L’institut de réadaptation d’Illkirch-Graffenstaden accueille des patients obèses. En travaillant à deux, les soignants contournent les contraintes physiques liées au soin, mais présentent aussi un front uni aux malades face à leurs pathologies complexes
C’est un service de 24 lits, qu’on ne s’attend pas forcément à trouver entre les pathologies du système nerveux et la réadaptation cardio-vasculaire. Le pôle nutrition de l’Institut universitaire de réadaptation Clémenceau (IURC), à Illkirch-Graffenstaden (67), à côté de Strasbourg, accueille des personnes souffrant de troubles métaboliques ou nutritionnels. Lors de son ouverture, il y a quatre ans, les personnels soignants ont majoritairement postulé pour y travailler. « Nous traitons l’obésité et ses comorbidités, comme le diabète, et la dénutrition. Nous partageons un certain état d’esprit face à ces pathologies, encore mal connues », explique Nadine Barthélémy, IDE. « Dans l’équipe, nous étions toutes des “nouvelles”. Il a fallu apprendre à se connaître », se remémore Christine Bieber, sa collègue AS.
Les réalités du service se sont vite imposées à elles. Les personnes prises en charge ont des poids variant de 35 kg à 270 kg et présentent souvent des troubles psychiatriques associés, plus ou moins sévères. « Le binôme nous est rapidement apparu indispensable pour les soins de nursing, relate Christine Bieber. Quand j’ai besoin de mes deux bras pour mobiliser un patient pendant la toilette, il faut qu’une autre personne soit là pour réaliser le soin proprement dit. »
Mais ce travail à deux présente d’autres avantages. « Nos patients tentent souvent de nous manipuler pour que l’on fasse certains gestes à leur place, en prétendant qu’un collègue les a aidés quand nous insistons pour qu’ils reprennent leur autonomie, racontent les deux professionnelles. Quand nous sommes ensemble dans la chambre, nous entendons le patient au même moment et nous lui présentons un discours commun. » En faisant preuve d’humour face au patient et en s’appuyant l’une sur l’autre, elles peuvent donc aller plus loin dans leur démarche. « Mais jamais en se moquant ! »
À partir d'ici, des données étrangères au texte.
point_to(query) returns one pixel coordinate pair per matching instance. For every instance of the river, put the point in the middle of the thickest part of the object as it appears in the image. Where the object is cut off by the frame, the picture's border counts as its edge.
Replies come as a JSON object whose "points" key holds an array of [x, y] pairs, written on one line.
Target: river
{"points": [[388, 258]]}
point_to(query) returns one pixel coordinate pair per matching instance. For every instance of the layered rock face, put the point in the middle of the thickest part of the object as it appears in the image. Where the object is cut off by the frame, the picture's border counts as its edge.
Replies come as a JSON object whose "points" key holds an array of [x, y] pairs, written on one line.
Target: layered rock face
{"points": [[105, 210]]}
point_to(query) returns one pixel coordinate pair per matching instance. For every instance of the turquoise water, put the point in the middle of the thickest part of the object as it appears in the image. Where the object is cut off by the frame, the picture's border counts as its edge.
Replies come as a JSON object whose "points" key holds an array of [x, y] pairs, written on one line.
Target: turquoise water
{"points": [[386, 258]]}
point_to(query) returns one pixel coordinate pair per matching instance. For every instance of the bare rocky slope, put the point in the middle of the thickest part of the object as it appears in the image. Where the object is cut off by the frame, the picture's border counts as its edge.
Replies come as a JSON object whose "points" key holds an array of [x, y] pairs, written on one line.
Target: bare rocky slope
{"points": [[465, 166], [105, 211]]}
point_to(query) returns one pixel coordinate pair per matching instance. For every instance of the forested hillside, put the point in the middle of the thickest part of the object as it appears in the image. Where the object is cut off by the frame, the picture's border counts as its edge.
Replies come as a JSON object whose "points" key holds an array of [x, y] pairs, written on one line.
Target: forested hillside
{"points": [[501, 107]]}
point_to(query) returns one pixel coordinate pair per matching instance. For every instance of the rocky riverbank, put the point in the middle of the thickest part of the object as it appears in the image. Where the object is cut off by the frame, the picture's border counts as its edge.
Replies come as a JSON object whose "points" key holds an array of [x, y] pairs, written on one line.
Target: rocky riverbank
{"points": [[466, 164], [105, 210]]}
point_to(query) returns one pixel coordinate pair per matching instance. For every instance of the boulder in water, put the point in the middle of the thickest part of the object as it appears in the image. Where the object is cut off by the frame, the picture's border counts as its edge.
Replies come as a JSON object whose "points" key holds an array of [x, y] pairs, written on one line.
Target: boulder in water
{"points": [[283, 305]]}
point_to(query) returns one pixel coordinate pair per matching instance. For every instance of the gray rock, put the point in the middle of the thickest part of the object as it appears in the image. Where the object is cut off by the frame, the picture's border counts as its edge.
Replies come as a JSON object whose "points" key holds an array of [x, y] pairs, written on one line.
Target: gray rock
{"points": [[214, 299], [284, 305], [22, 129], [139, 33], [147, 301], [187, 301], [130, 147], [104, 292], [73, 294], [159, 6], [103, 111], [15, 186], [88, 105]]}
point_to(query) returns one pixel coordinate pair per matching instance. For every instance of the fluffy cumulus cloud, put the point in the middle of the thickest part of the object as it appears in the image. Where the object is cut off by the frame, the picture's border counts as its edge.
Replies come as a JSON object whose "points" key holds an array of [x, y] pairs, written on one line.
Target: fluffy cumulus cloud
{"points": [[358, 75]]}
Les patients sont parfois hospitalisés par leur médecin, ou viennent dans l’idée de faire une cure, ce qui peut expliquer leur manque de motivation, voire leur réticence. « Récemment, une dame est arrivée en brancard. Elle ne s’était pas levée depuis deux ans et ne se lavait plus seule. Nous l’avons incitée à retrouver son autonomie pour des gestes de tous les jours. Cela n’a pas été facile, il a vraiment fallu que tout le monde accorde ses violons. À la fin de son séjour, elle est repartie en marchant, et nous a remerciées », se félicite Christine Bieber.
Face aux patients, les soignants peuvent aussi ressentir de l’apitoiement, de la lassitude, voire de l’agacement. Là encore, le binôme est un outil précieux, qui permet un certain auto-contrôle. « Évidemment, avec certaines AS, notamment les plus jeunes, le binôme est plus une façon d’encadrer leur pratique que de collaborer, souligne Nadine Barthélémy. Mais de façon générale, c’est un bon moyen de se soutenir, de discuter des cas que l’on rencontre, surtout dans les quinze premiers jours des séjours hospitaliers, qui sont les plus difficiles. » D’autant que les personnes ne sortent pas guéries du service, et qu’elles peuvent parfois revenir. « La chronicité est un aspect compliqué pour les soignants, parce qu’on se sent impuissants », reconnaît Christine Bieber. Le travail en équipe permet de dépasser ce sentiment.
L’écueil du binôme, à plus forte raison quand il règne une bonne entente ? « Parler sans le patient dans la chambre. Nous avons appris à rester professionnelles. Lors d’un soin, l’une prend naturellement le lead et l’autre suit. Ce n’est qu’en sortant de la chambre que l’on en rediscute », explique Nadine Barthélémy. L’infirmière milite pour la généralisation de ce mode de fonctionnement : « On fait du meilleur travail : c’est mieux pour le patient et c’est mieux pour nous. Je ne comprends pas que l’on s’en prive quand on peut le faire. D’autant que ça me permet d’avoir confiance dans les AS quand je dois laisser faire une partie des soins seules. » Pourtant, au fil des années, les effectifs du service se sont effrités. « On perd en qualité des soins, c’est indéniable », regrette-t-elle.